By Linsey Knerl –
The Big Mac – the special burger from McDonald’s that features “two all-beef patties, special sauce, lettuce, cheese, pickles, onions and a sesame seed bun” – is almost as much of an icon as the fast-food chain itself. While the world is pretty much split on the one-of-a-kind sandwich (the sauce has a way of being fairly polarizing), no one can deny that it’s an unchanging staple that’s been branded into our culture.
The sandwich is 50 years old this year, proving that some things are still a good idea half a century later. Here are some other hard truths about its success for small businesses that cannot be ignored.
Have a Signature Item
Fast food has gotten weird over the years. I remember when McDonald’s introduced what they called a more “grown-up” menu, switching their classic grilled chicken offering over to something with honey mustard, a fancy bun, and more lettuce than I would ever put into a small side salad. This was on the tail of the failed McSpaghetti, and it predated some of the chain’s experiments into the McGriddle – which has gone on to become a current classic.
Despite all the field testing of what could be hundreds of failed trials over the decades, the Big Mac is something that has stayed on the menu, along with Kids Meals and their signature fries. While it’s not always front-and-center, it’s always there. You can walk into a McD’s in any location in the States and ask for one. No one will eye roll or giggle; they will have the ingredients on hand.
This same strategy could be a clear winner for your own business, whether you offer pet grooming or SEO services. Feel free to experiment with new trends, offering cleverly-branded special items as whimsy strikes you, but don’t ever ditch the signature service or product that made you who you are. You can use that same kind of familiarity to increase sales for most any type of business.
Bottom Line: Keeping a clearly branded offering that never changes can be the port in the storm for businesses that struggle to maintain identity and attract the loyal customer who comes back over a lifetime.
Don’t Try to Please Everyone
A good small business hears its customers, acknowledges them, and considers their voice. It does not, however, give in to each and every social media demand. The recent example of Nabisco animal crackers being freed from their packaging cages at the request of an animal-rights group makes sense; revamped packaging wouldn’t affect the product quality, and the gesture went far in the animal-rights community. Swapping out the sauce on a Big Mac because – in the words of my husband – “it tastes like rancid ketchup,” doesn’t. People have come to love the strange combinations the Big Mac offers. To change it after half a century would be seen as treason and could kill a business that feeds over 68 million people globally each day.
Bottom Line: It’s your job to please your customers.

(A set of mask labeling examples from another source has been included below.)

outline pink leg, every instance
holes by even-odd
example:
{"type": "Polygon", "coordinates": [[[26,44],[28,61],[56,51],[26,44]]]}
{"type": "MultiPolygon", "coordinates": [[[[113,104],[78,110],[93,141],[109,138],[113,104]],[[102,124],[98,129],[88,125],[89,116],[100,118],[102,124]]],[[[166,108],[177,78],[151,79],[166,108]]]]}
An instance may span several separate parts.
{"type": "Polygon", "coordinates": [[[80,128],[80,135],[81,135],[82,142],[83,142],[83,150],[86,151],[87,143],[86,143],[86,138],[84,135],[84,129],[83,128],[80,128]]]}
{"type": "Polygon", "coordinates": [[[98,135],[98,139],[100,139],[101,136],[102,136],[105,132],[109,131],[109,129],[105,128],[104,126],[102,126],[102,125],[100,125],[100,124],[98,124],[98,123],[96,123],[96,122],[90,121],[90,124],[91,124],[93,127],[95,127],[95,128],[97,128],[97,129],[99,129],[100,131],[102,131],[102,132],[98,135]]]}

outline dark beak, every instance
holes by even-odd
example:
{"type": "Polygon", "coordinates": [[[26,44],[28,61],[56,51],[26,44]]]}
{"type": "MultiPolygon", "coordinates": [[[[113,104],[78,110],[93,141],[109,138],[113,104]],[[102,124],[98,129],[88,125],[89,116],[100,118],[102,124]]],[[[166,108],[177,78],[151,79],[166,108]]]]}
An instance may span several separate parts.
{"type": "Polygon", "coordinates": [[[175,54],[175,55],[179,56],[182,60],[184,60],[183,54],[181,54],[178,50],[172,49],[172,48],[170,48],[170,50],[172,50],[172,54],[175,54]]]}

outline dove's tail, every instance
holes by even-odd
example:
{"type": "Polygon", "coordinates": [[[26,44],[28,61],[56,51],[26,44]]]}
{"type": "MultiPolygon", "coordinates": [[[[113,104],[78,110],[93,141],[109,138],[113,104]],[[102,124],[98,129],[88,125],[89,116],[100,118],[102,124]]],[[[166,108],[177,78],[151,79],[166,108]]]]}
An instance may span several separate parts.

Make sure changes are made to appease your core base and not an audience that would never buy from your business or has a questionable level of loyalty.
Upgrades Should be Systemic
As a former restaurant manager, I understand that fast food is best enjoyed when you are oblivious to what’s going on behind the scenes. For those who haven’t worked in the industry, it can be jarring to see frozen slabs of meat slapped against a hot, greasy griddle. That is, however, how the signature McDonald’s burger was made – until just a few months ago. Announcing that they would be using fresh beef in their sandwiches, the company has been making the change in phases. First, they will replace the meat in the Quarter Pounder, gradually adding in new products until they eventually switch over to an all fresh menu.
What does this mean for the Big Mac (and you?) It’s quite alright to make sweeping changes to your products or services in the name of quality, but make sure that it doesn’t hamper the reputation you’ve made with your signature offering. Notice that McDonald’s didn’t start with upgrading the Big Mac? They chose to leave that icon until market tests prove that their customers are OK with eating fresh. They will continue to field test and monitor to ensure that their risk pays off without alienating those Big Mac afficionados.
Bottom Line: Ensure system roll-outs are adopted without drama, by starting small and picking products or services that people have less of an emotional connection to. This way, if the changes aren’t met with enthusiasm, you can make adjustments without damaging your brand.
Listen to the Little Guy
Do you know where the idea for the Big Mac came from? It was the idea of a franchisee that brought life to the popular burger. Corporate heads at McDonald’s didn’t have to listen, but they did. Now, the fast-food giant credits several of its most winning product concepts to store owners who offered feedback on what they were hearing customers wanted most. Products that the company credits to franchisees include the Egg McMuffin and the Apple Pie. Can you imagine the fast-food chain without them?
As your business grows, keep your goals big for your company, but recognize the help you need to go from small to big. Financing is certainly a part of that, and you can be matched to the best financing for your company with Nav.
Bottom Line: Good ideas come from everywhere. Give your workers and franchisees a way to share what they see in the marketplace. Your best new ideas may be waiting there.
Conceived in 1967, and changing very little since that time, the Big Mac could no doubt last another 50 years. The sandwich, which has had a slump in popularity over the years, continues to be a worldwide phenomenon, even as trendier burger joints pop up right next door. It proves that product is key to creating a brand that stands the test of time – but how you market it is equally important.